Over the last decade, significant attention in the NBS community has shifted towards the research and public health implementation of genomic-NBS (g-NBS)20,21, an expansion of NBS technologies incorporating genomic sequencing into routine screening. This has led to several research and public health initiatives2224. The new g-NBS is emerging as a potential mechanism to screen, diagnose, and possibly treat hundreds if not thousands of genetic conditions, thus showing the potential of bringing the promises of personalized medicine to every newborn while recognizing the rights of children to healthcare and the best possible outcome. This expansion of NBS to include genomics presents challenges and obstacles that need to be overcome, but these efforts can provide a useful framework for children’s rights and genomics medicine.

The purpose of this manuscript is to outline the evolving recognition of the rights of children and the foundational rights to healthcare and non-discrimination, provide two examples that highlight issues to access and equity in newborn screening that may limit a child’s right to healthcare and best possible outcomes, detail ways the current approach to newborn screening advances the rights of the child, and finally, propose that the incorporation of genomics into newborn screening presents a useful case study to recognize and uphold the rights of every child. This is a model of genomic medicine that is personalized and precise, acknowledges the rights of the child, and catalyzes change to advance the health and well-being of all children.

2. Relevance of the Convention on the Rights of the Child for the United States

While the 100th anniversary of the birth of international children’s rights provides an auspicious occasion to reflect on global progress in the recognition and fulfillment of children’s rights, including their healthcare rights, some might mistakenly believe that it is an irrelevant measure to use in the U.S. since it remains the only recognized country in the world that has not yet ratified the CRC. As with many aspects of U.S. identity and legacy, its relationship to children and their rights is no exception.

The U.S. was not a member of the League of Nations and never had the opportunity to either recognize or later reaffirm the 1924 Declaration on the Rights of the Child. However, when the League of Nations was dissolved following World War II, the U.S. played a significant role in the formation of the United Nations (U.N.) and the prioritization of its work. Indeed, former First Lady Eleanor Roosevelt was well known for her human rights advocacy, including for children, and the U.S. voted in favor of the 1959 U.N. Declaration of the Rights of the Child.

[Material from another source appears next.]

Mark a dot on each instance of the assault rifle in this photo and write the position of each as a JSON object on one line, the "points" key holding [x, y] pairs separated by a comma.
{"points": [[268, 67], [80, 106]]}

Twenty years later, the U.S. dominated the 10-year drafting process of the CRC, submitting more content during the drafting process and making more changes to other countries’ content than any other drafting party25. The CRC broke records for the number of signatories submitted on the first day and quickly became the most widely ratified human rights treaty in the history of the world. Today, every recognized country is a party except the U.S., which signed but has not yet ratified the CRC1. The U.S. went on to ratify both the first and second optional protocols to the CRC on children in armed conflict and child trafficking, respectively. Furthermore, the U.S. Supreme Court cited the near-universal ratification of the Convention as evidence of international customary law in Roper v. Simmons (which held that it was unconstitutional to impose the death penalty for crimes committed when the offender was a child).

Despite the U.S.’s failure to ratify the CRC, the otherwise universal ratification of the treaty, the U.S.’s status as a signatory of the treaty, the U.S.’s extensive participation in the drafting of the CRC, and the recognition of the treaty as evidence of customary law—at least with regard to some children’s rights—collectively compel its applicability to the U.S., at least in aspirational principles. Indeed, the American Academy of Pediatrics (AAP) endorsed the CRC and supports its ratification26. A 2010 AAP policy statement further lauded the CRC as a foundational document for future policy implementation, noting that “the promotion and protection of children’s rights can be used to guide the work of pediatricians as clinicians and child advocates”27.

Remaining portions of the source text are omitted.